Full Financial Support: The PhD position is fully funded, as it includes a stipend and tuition. Students are able to dedicate all their attention to the development of research, publication, and professional development.
Research on High Impact Topics: The study addresses a couple of emerging fields, such as surrogate modeling, machine learning, Bayesian optimization, active learning, and meta learning.
NSF Project Participation: The student will be engaged in an active NSF-funded project, which would allow the student to get experience in competitive research, large-scale models, and scientific dissemination.
Research Collaborative and Mentorship: In a department, students in this program conduct research directly with Dr. Akash Deep in an intensive research collaborative/mentorship.
Well-known University: The Industrial Engineering and Management program at OSU has a long history of success in research in the area of operations, analytics, and engineering systems.

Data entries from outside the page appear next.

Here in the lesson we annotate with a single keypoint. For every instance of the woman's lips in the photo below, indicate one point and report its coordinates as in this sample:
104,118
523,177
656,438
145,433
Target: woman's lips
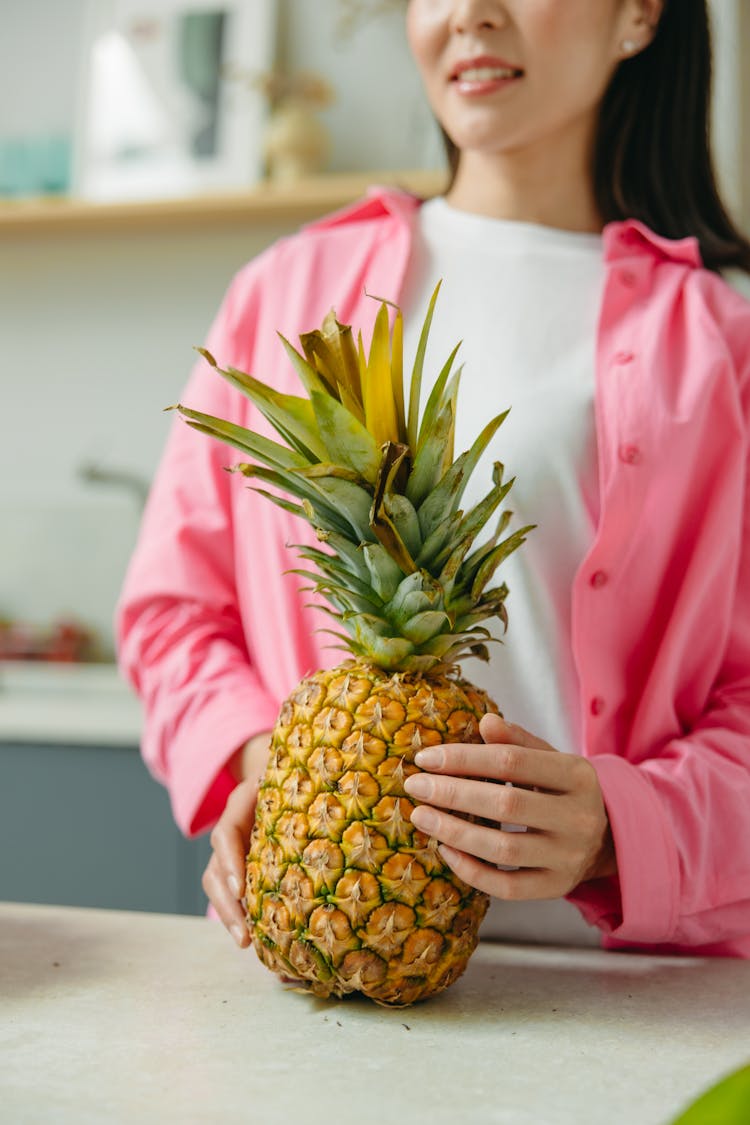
484,75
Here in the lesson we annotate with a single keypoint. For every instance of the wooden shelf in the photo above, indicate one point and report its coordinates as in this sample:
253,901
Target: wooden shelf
265,203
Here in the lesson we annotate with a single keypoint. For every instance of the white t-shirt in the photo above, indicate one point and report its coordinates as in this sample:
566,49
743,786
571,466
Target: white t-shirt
525,300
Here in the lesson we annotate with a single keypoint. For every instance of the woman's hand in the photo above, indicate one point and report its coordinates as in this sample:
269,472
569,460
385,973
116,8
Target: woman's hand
224,879
554,795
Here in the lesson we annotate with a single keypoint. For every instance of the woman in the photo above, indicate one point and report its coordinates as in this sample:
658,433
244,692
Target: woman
579,242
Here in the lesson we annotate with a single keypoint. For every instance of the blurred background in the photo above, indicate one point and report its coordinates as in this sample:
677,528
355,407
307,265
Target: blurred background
147,150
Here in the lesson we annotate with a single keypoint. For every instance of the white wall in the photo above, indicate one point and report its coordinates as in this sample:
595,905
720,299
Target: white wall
96,331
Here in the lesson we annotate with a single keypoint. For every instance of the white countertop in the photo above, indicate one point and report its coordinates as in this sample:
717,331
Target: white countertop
120,1017
69,703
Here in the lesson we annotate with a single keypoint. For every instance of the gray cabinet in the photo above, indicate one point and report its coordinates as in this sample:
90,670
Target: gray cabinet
88,826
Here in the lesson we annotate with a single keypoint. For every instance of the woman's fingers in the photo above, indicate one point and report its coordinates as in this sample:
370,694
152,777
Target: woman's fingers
488,800
511,885
499,762
224,879
490,844
223,899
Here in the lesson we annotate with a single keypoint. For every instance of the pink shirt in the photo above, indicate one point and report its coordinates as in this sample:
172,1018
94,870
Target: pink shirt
214,635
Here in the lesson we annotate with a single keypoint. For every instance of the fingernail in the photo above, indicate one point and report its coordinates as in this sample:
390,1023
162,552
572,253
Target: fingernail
432,756
418,785
424,819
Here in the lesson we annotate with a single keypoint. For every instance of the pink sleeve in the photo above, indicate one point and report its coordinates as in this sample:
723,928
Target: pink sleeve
680,820
180,638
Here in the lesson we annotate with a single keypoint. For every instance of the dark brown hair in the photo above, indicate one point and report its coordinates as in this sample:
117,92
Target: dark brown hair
651,158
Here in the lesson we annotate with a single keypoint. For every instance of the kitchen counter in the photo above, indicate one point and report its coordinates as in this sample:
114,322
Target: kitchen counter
66,703
127,1017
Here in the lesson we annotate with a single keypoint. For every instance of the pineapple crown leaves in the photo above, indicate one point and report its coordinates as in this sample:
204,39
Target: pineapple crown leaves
378,483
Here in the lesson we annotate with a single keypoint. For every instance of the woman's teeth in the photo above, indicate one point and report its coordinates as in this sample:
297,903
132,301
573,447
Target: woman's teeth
486,73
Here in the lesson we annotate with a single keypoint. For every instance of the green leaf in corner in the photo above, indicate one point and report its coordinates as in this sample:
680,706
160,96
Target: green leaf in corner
725,1104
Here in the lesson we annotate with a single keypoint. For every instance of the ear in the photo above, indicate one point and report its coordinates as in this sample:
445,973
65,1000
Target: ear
640,20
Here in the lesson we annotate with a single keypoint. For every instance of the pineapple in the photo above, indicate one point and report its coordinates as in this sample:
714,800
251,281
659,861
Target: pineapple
343,892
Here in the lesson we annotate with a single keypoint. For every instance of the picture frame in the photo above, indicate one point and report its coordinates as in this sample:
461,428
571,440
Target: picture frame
165,106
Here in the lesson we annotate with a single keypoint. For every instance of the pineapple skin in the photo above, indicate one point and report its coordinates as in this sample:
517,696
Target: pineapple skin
343,893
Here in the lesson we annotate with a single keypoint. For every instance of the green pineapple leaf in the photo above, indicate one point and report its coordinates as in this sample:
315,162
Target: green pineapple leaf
728,1103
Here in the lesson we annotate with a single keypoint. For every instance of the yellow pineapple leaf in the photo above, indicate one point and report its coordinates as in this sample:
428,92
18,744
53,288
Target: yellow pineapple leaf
380,415
341,342
397,375
346,441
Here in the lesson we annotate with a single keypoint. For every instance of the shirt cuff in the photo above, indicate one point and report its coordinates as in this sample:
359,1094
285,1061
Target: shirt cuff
639,905
201,782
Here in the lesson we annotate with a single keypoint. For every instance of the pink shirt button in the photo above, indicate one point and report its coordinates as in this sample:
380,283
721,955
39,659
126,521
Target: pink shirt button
631,455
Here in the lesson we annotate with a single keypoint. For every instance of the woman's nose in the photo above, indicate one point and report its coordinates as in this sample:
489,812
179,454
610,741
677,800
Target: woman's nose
472,15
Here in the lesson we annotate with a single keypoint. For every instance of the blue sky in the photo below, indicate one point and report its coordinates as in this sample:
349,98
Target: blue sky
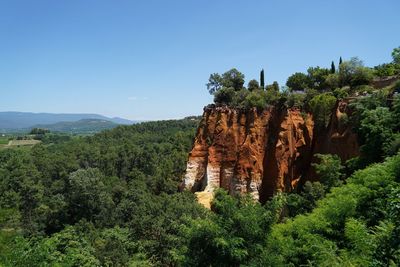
151,59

Position Description – Fully Funded PhD in Industrial Data Analytics
The chosen student will receive a PhD in Industrial Engineering and focus the research on smart and connected systems, data-driven approaches.
The student role encompasses (but is not limited to) the followingl:
- Surrogate Modeling: Innovation of computing models to have a computationally efficient model that can approximate a complex system, so that faster analysis and optimization can be done.
- Machine Learning: The design of predictive systems based on system behavior, pattern recognition, decision support, and real-time adaptation.
- Bayesian Optimization and Active Learning: Designing the system improvement strategies under uncertainty that balance between exploration and exploitation.
- Meta Learning: Creating systems which enable algorithms to learn to learn, to be more adaptable to fluctuating environments and data.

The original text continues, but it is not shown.